Convolution, in essence, is the notion of summing adjacent pixels around a central pixel that are determined by a filter with parametric size and learnable weight. The same concept is applied by spatial convolutional networks, which combine the properties of nearby nodes into the central node.
Spatial graph convolutions due to the confined nature of their filters are often more scalable. The main difficulty is in creating a local invariance for CNNs that operate on core nodes with varied numbers of neighbors.
- Spectral Convolutional Network
This kind of graph convolution network has much stronger mathematical underpinnings than other kinds of GNN. Graph signal processing theory serves as the foundation for Spectral Convolutional networks. Graph convolution is also approximated via simplification.

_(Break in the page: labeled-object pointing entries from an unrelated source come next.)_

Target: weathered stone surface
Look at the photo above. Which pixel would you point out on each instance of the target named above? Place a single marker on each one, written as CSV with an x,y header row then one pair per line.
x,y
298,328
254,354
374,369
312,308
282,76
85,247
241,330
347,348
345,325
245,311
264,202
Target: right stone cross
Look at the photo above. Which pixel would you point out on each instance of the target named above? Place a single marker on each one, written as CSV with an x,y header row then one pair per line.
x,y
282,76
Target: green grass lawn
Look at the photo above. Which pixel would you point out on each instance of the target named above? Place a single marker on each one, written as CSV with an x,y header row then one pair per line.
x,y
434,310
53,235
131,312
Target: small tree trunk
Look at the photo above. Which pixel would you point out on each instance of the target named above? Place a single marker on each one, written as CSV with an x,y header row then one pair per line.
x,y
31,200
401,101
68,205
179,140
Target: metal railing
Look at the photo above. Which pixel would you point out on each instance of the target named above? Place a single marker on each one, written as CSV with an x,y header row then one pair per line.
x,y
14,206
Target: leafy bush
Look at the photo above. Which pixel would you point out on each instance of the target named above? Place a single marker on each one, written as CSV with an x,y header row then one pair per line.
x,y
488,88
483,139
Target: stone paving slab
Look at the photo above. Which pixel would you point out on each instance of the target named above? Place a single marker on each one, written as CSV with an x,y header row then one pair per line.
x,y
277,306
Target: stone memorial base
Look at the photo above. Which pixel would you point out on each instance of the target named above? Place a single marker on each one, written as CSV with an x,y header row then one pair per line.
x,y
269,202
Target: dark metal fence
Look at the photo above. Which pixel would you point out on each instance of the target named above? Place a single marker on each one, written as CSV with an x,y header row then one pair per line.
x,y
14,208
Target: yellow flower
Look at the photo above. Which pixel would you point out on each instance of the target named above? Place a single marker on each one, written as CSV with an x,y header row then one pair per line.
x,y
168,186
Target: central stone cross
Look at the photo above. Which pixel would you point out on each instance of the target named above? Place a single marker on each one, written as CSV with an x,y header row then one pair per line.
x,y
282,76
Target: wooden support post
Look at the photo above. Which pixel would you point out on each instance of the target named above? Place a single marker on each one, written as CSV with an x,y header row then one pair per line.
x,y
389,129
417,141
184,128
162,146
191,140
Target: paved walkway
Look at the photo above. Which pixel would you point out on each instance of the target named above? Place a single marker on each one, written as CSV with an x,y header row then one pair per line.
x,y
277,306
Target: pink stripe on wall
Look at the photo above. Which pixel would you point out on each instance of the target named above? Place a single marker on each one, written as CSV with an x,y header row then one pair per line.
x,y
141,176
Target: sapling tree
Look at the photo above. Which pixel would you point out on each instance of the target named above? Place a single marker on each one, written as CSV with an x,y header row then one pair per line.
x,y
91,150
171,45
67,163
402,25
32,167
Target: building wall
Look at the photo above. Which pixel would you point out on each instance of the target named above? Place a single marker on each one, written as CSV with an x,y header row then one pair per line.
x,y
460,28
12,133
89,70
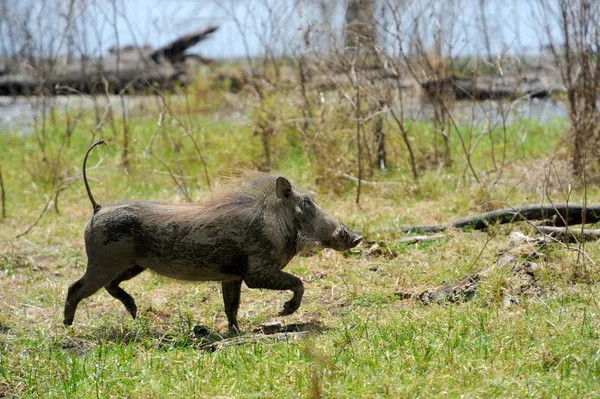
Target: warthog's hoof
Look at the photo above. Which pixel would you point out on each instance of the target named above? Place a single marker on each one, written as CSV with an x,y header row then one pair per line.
x,y
289,307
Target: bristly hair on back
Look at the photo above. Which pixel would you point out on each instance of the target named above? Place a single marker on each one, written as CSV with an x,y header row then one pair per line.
x,y
243,196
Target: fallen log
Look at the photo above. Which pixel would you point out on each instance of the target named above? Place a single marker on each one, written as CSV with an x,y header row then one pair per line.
x,y
129,68
563,214
518,258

Spectral Convolutional Network is founded on the Graph Signal Processing theory. By using Chebyshev polynomial approximation:
Apart from Chebyshev polynomial approximation, Spectrum Graph Convolutional networks employ the Eigen-decomposition of the graph Laplacian matrix to propagate information along nodes. These networks were motivated by the way waves move across signals and systems.
Applications of GNN
Now that you know what kinds of analyses GNN can carry out, you might be wondering what actual things graphs can do in real life. This section of the article will talk about the practical uses of GNN.
GNN in Computer Vision
Down below are the two effective applications of GNNs in Computer Vision:
- The first effective application of using GNNs in Computer Vision is using graphs to describe the relationships between the items identified by a CNN-based detector. Following object detection from the photos, the objects are sent into a GNN inference to predict relationships. A created graph that models the relationships between various items is the result of the GNN inference.
- Another application of GNN in computer vision is the creation of images from graph descriptions. Generally, the conventional method of creating images from the text was using GAN or an autoencoder. Graph-to-picture production gives more details on the semantic structures of the images than text-based image descriptions.
Natural Language Processing Using GNN
Natural Language Processing frequently uses GNN. In reality, this is also where GNN starts out. The use of GNN can be advantageous for a variety of NLP tasks, including sentiment classification, text classification, and sequence labelling.
To anticipate the categories, GNN makes use of the internal relationships between words or texts. For instance, the citation network attempts to predict the label of each publication in the network based on the link between the papers' citations and the terms used in those citations. In addition, rather than using a sequential approach like RNN or LTSM, it may construct a syntactic model by considering many aspects of a phrase.
Use of GNNs in Traffic
A key component of a smart transportation system is the ability to forecast traffic volume, speed, or road density. Utilizing GNNs, we can solve the traffic forecast issue. Imagine the traffic network as a spatial-temporal graph, with nodes representing the sensors placed on roadways, edges representing the separation between pairs of nodes, and dynamic input features representing the average traffic speed within a window for each node.
GNNs in different fields
There are many other domains apart from NLP and CV where GNN is employed. This includes:
- Program verification,
- Programme reasoning,
- Social influence prediction,
- Recommender systems,
- Electrical health records modelling,
- Brain networks, and
- Adversarial attack avoidance.
In this article, we made you familiar with many aspects of GNN. Its understanding and various applications in the real world. GNN is an effective tool for graph data analysis due to its flexibility, expressive power, and simplicity in visualization. It is not just restricted to graphing issues. It is broadly applicable to any topics that may be represented by graphs.